Ausserhalb von Kärnten sah man die Geschichte jedoch immer schon anders; also mussten wir nach aussen gehen, um die andere Seite der Medaille kennen zu lernen. Als wir im Wintersemester 1995/96 mit unseren Studierenden unter anderem auch Auschwitz-Birkenau besuchten und durch das dortige Museum geführt wurden, sahen wir in der ständigen Österreich-Ausstellung Fotos von den Ermordeten am Peršmanhof. Für viele der Kärntner Studierenden war dies ihre erste "Begegnung" - im fernen Polen - mit diesem heimischen NS-Verbrechen. Schon 1988 musste ich überrascht die Feststellung machen, daß das kleine Widerstandsmuseum hier am Peršmanhof auch vielen slowenischen Studierenden unbekannt war. Bezeichnend, was eine Studentin damals, nach unserem Besuch am Peršmanhof, in ihr Forschungstagebuch schrieb, erschüttert vom Verbrechend und vom Unwissen darüber: "Dort auf einem Berg (gemeint ist hier Koprein-Petzen) haben Nazis eine Familie von neun Mitgliedern umgebracht, weil diese, selbst Slowenen, den Partisanen zum Essen und Trinken gegeben haben. Das jüngste Kind war gerade acht Monate alt. Das ist Kärntner Geschichte, die unter den Teppich gekehrt wurde, wie so vieles andere mehr. Ich fühle sehr viel für die Opfer dieser Zeit, sie haben sich ihr Menschsein bis hin zum Tode bewahrt. (...) Es macht mich krank, wenn viele meiner Mitmenschen hier in Kärnten so unwissend tun. (...) Solange es ihnen gut geht, ist die Welt für sie in Ordnung..."

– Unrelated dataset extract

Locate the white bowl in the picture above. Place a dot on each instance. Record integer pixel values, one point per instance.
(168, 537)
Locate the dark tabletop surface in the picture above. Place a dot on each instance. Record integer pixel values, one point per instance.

So war es wohl auch damals in der Nazi-Zeit. Der Mehrheit, den Deutschkärntnern, ging es verhältnismässig gut. Warum sollten sie Widerstand leisten oder diesen unterstützen? Sie und ihre Kinder wähnten sich in Sicherheit, waren sie doch immer schon auf der richtigen Seite der Geschichte. So waren sie indifferent geworden gegenüber den Opfern des mörderischen Systems. Eine Mischung aus Gleichgültigkeit, Hartherzigkeit und einem Nicht-wissen-wollen. Man wusste zwar irgendwie irgend etwas, wollte sich aber keine konkreten Vorstellungen von Verfolgung und Leiden der Minderheit machen. Man lehnte mehrheitlich den Widerstand ab und befürwortete die Jagd auf die Partisanen, die sog. Bandenbekämpfung, die z. T. von der Klagenfurter SS-Kaserne aus betrieben wurde.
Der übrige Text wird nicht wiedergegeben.